In many database applications, partitioning of the database is used to improve scalability and performance. Database partitioning is a method that breaks a large database table into smaller table segments, where each table segment independently manages its own locks. To accomplish this, the partitioning boundaries are defined by the user through the use of Data Definition Language (DDL). The partitioning boundaries, also referred to as the partition high key values, are values from one or more columns from the database table column that separate one partition of the table from another partition. Once the boundaries are defined, then each row in the database table will fall into a specific partition based on the value of that row's partitioning column(s). Typically, more attention is given to read access than to insertion of new data. However, multithreaded applications which perform high-volume inserts of new data can achieve performance benefits from partitioning as well, especially when concurrent threads insert into different partitions.
Many applications use a generated key for new data, where this key also serves as the partitioning key and the data is partitioned using range partitioning. Range partitioning selects a partition by determining if the partitioning key is inside a certain range of values. One common approach for key generation is to use a monotonically increasing key by incrementing successive key values. This has the advantage of keeping the data organized in sequence, clustered by the generated key. It also has the advantage of assigning space for new data at the end of the partition, which is customarily far more efficient than inserting in the middle of existing data. One drawback with this approach is that data is not immediately spread across partitions. Instead, the generated key must progress through the key ranges chosen for the partitions as data accumulates over time before a good spread of data occurs. Another drawback of using monotonically increasing key values is the formation of “hotspots” in the database when concurrent access occurs in a multithreaded application environment, both during initial insertion of new data and subsequent access of the new data. Collisions on “hotspots” often cause contention between competing threads, due to serialization in locking and space allocation in localized areas of the database. Additionally, if multiple data records are inserted for each generated key, multithreaded applications may not achieve the full benefit of keeping inserted data in sequence, as two competing threads with sequential generated keys may interleave their data. When the underlying database management system uses page-level locking, interleaved data on the same page can cause deadlocks between application threads which are doing concurrent updates to otherwise unrelated records.
One method commonly used to overcome both drawbacks above is to reverse the bytes of a monotonically increasing key. This has the effect of continuously spreading new data evenly over the entire key range, placing it in the various partitions in a round-robin fashion. This avoids hotspots, as each subsequent insertion is at another point in the database. However, this approach does not keep the data well organized, potentially requiring more frequent data reorganization. Furthermore, inserts are not done at the end of previously existing data, thus sacrificing efficiency during insert. Finally, simply reversing the bytes of an incremented value does not guarantee that two successive keys are in separate partitions unless there are enough partitions defined with key ranges that are chosen to optimize the key generation procedure. If successive keys are defined in the same partition, multithreaded workloads will compete for resources within that partition.
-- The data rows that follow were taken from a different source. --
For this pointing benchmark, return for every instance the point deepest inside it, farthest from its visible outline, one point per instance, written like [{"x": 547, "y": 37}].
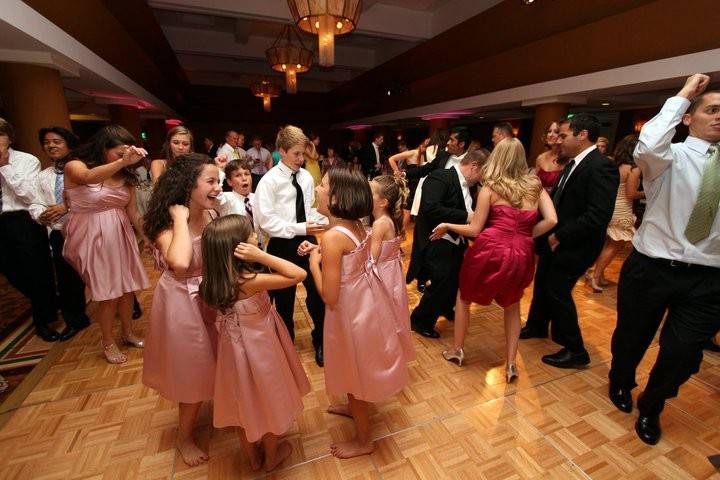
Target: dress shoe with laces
[
  {"x": 621, "y": 398},
  {"x": 526, "y": 333},
  {"x": 648, "y": 428},
  {"x": 567, "y": 359},
  {"x": 46, "y": 333}
]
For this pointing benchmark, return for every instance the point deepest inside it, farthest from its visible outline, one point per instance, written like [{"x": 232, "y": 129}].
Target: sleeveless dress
[
  {"x": 622, "y": 223},
  {"x": 390, "y": 274},
  {"x": 501, "y": 262},
  {"x": 363, "y": 351},
  {"x": 100, "y": 242},
  {"x": 548, "y": 179},
  {"x": 260, "y": 381},
  {"x": 179, "y": 354}
]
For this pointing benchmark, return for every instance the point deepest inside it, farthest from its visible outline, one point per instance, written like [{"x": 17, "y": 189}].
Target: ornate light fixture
[
  {"x": 326, "y": 18},
  {"x": 289, "y": 58},
  {"x": 266, "y": 90}
]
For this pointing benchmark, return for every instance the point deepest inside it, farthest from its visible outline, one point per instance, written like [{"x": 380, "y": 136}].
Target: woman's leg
[
  {"x": 191, "y": 453},
  {"x": 361, "y": 444}
]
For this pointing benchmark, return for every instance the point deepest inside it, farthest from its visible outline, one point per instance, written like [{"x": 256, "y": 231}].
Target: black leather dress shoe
[
  {"x": 319, "y": 357},
  {"x": 137, "y": 310},
  {"x": 46, "y": 333},
  {"x": 526, "y": 333},
  {"x": 621, "y": 398},
  {"x": 567, "y": 359},
  {"x": 648, "y": 428}
]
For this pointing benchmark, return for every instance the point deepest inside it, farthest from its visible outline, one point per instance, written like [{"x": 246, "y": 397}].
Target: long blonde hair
[{"x": 506, "y": 173}]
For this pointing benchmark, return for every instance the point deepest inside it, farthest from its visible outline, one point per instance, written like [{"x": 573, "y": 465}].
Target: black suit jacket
[
  {"x": 584, "y": 209},
  {"x": 416, "y": 172},
  {"x": 442, "y": 201}
]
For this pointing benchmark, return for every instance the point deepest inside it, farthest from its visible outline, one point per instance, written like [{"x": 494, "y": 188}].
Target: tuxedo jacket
[
  {"x": 442, "y": 202},
  {"x": 584, "y": 209}
]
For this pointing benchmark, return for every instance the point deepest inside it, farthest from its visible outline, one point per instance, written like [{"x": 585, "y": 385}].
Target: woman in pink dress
[
  {"x": 549, "y": 165},
  {"x": 500, "y": 263},
  {"x": 364, "y": 355},
  {"x": 389, "y": 196},
  {"x": 260, "y": 381},
  {"x": 180, "y": 348},
  {"x": 99, "y": 239}
]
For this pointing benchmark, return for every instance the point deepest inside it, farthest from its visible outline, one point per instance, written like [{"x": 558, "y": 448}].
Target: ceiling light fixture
[{"x": 326, "y": 18}]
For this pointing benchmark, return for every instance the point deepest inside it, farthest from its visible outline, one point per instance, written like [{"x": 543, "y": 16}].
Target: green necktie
[{"x": 706, "y": 206}]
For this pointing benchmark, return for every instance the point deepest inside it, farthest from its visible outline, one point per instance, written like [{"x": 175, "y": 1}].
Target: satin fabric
[
  {"x": 100, "y": 243},
  {"x": 501, "y": 262},
  {"x": 390, "y": 274},
  {"x": 363, "y": 350},
  {"x": 179, "y": 354},
  {"x": 260, "y": 381}
]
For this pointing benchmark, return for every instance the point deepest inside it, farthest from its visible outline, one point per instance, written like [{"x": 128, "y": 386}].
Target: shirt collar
[{"x": 697, "y": 144}]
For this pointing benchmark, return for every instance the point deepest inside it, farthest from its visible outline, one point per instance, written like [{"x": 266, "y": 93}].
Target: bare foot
[
  {"x": 350, "y": 449},
  {"x": 192, "y": 455},
  {"x": 283, "y": 452},
  {"x": 343, "y": 410}
]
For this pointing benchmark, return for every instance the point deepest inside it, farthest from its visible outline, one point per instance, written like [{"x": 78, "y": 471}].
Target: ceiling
[{"x": 223, "y": 43}]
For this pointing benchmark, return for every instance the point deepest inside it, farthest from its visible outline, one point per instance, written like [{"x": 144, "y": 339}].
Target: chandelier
[
  {"x": 289, "y": 58},
  {"x": 266, "y": 90},
  {"x": 326, "y": 18}
]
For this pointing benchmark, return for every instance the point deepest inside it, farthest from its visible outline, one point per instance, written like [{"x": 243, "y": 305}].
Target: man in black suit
[
  {"x": 584, "y": 199},
  {"x": 371, "y": 156},
  {"x": 445, "y": 198}
]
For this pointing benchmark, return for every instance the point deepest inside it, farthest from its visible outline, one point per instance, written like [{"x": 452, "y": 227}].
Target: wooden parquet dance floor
[{"x": 90, "y": 420}]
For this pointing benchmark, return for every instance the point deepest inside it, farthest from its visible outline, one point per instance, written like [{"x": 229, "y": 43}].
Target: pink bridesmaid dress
[
  {"x": 179, "y": 354},
  {"x": 260, "y": 381},
  {"x": 100, "y": 242},
  {"x": 363, "y": 349},
  {"x": 389, "y": 268}
]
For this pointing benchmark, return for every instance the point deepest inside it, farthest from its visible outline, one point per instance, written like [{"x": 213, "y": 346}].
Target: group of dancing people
[{"x": 221, "y": 324}]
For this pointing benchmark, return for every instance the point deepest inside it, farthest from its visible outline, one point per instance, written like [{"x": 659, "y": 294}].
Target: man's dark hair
[
  {"x": 584, "y": 121},
  {"x": 70, "y": 138},
  {"x": 505, "y": 127},
  {"x": 463, "y": 135}
]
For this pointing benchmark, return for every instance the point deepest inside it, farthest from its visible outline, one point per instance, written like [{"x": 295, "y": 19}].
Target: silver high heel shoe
[
  {"x": 458, "y": 356},
  {"x": 510, "y": 372}
]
Another method used to overcome the drawbacks of a monotonically increasing key is to generate a random key. This has basically the same advantages and disadvantages as the method of reversing the bytes of the monotonically increasing key noted above.
None of the three key generation mechanisms noted above—specifically, using a monotonically increasing key, reversing the bytes of a monotonically increasing key, and generating a random key—accomplish all of the following goals: (1) keeping newly inserted data organized in key sequence; (2) continuously spreading new data uniformly across the partitions; and (3) maximizing the isolation of inserts from concurrent threads into different partitions.
What is needed is a key generation procedure which achieves all of these goals to help maximize the performance benefit of database partitioning.